Course all hell breaks loose then and Lord Arlen roars off to settle things with his wife and this Matty Groves, and most everybody ends up dead as usual in these kinds of songs, but still it's a great tune and I thought it a good name for my fiddle, as she is a frolicsome young dame, too.
Star log, Nov. 26. Wind from the south. Fair skies. Decide to avoid New Bedford due to risk of capture and so set sail directly across Buzzards Bay, on Course 075 for small harbor called Woods Hole. Hope to make passage through Devil's Eye to save time. Chart so far proving good and true.
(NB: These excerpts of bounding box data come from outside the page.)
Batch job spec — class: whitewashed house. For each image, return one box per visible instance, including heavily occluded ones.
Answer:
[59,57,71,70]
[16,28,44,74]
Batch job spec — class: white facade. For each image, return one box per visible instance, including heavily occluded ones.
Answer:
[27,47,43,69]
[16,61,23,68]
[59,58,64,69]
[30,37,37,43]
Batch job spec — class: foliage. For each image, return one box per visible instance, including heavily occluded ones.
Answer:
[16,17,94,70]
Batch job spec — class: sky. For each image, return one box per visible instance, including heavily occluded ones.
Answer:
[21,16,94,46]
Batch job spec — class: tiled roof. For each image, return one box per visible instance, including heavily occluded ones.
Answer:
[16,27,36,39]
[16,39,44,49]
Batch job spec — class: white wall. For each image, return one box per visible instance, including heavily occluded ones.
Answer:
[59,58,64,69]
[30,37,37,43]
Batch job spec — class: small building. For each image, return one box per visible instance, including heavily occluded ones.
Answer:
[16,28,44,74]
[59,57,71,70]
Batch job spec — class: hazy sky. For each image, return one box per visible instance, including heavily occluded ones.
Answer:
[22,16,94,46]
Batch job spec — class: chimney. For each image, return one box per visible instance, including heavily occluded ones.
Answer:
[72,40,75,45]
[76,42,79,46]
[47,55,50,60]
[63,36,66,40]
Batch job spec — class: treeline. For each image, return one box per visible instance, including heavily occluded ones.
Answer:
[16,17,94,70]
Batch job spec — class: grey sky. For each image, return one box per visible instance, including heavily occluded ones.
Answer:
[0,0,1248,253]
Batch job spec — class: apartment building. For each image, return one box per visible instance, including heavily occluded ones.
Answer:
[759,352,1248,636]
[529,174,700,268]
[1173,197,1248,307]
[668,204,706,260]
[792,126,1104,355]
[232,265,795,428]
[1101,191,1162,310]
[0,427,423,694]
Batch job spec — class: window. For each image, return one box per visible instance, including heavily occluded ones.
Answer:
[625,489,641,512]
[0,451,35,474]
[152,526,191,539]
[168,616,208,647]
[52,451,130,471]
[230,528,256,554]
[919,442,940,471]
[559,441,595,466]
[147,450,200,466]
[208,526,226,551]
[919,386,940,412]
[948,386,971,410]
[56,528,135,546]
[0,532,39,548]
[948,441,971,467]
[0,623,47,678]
I found out why it's called Devil's Eye. After a fast and very pleasant ride across the bay, I entered the passage between the Elizabeth Islands and the mainland of Cape Cod and was not even fairly into it when I encountered a tide rip so fierce as to make the very ocean itself writhe and foam like a mighty, raging river. I was able to hold my head in the torrent for a few moments, but I made a slight wrong move with the tiller and was turned violently around in the current and nearly sent tail over teacups, with the Star spinning around drunkenly, her sail flapping like a wild thing, and her boom swinging back and forth, threatening to brain me and send me overboard. Finally, I despaired, for all my efforts and all my troubles I am going to end up as mere fish food, after all. And on such a beautiful day, too, with blue skies and gentle breezes and all to lull me into complacency. Just goes to show, never trust the sea. Sometimes Neptune is your friend, and sometimes he ain't, and I vowed never to forget that again.